Schaub closed with the thought that partnerships are key to enabling a real revolutionary jump in air combat power for joint operations.
Editor: A note about Tron Warfare:
EW is a complex subject with many discreet but also connected elements. Over time all things electronic in the military took on many dimensions. Electronic Counter-measures (ECM) begat Electronic Counter-Counter (ECCM) measures, Command and Control (C&C) has grown to C5ISR. Information war in certain applications created a multi-billion dollar domain called “”cyber.”
Additionally there has to always be considerations of Electro Magnetic Pulse concerns (EMP) and the counter measures of ‘hardening” of electronic components.

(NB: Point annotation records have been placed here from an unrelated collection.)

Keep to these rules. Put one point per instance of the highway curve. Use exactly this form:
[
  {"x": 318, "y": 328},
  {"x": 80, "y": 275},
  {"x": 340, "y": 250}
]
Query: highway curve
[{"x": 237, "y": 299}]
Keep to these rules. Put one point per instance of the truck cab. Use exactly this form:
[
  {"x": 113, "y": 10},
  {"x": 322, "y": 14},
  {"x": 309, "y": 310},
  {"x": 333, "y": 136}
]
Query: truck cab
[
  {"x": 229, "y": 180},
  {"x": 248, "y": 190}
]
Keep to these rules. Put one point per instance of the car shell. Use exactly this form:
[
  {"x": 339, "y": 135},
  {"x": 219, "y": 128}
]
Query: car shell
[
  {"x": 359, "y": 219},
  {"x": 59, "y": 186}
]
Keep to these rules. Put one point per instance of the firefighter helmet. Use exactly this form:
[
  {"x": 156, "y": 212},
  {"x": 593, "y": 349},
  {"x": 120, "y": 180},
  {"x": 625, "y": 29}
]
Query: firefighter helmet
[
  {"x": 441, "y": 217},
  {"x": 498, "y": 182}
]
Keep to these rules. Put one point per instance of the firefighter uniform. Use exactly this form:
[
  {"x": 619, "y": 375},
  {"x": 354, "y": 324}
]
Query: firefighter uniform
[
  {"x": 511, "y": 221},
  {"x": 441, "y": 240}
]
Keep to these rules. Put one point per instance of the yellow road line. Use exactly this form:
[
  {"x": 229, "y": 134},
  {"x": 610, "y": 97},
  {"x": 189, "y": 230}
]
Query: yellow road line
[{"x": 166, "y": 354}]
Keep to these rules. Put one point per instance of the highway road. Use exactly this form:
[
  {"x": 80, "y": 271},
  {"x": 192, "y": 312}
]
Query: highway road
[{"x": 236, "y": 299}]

There are a lot of other EW issues in “tron war,” such as Infer-Red Sensing (IR) and always protecting “signals in space” information being transmitted and trying to jam the bad guys “signals in space.”
Tactically, it has been said on the modern battlefield — air, sea or land — if not done correctly, “you emit and you die.”
EW can include offensive operations to identify an opponent’s emissions in order to and fry spoof or jam their systems.
In successful “tron” war, often-kinetic kill weapons can be fired. The kinetic kill shot is usually a high-speed missile designed to HOJ (home on jam). There is also the ability to emit electronic “kill” or spoofing signals i.e. to emit miss signals to an enemy’s incoming weapon sensors.
The air engagements between the Russians and the allies in the Nordic and Baltic region include a significant element of Tron Warfare.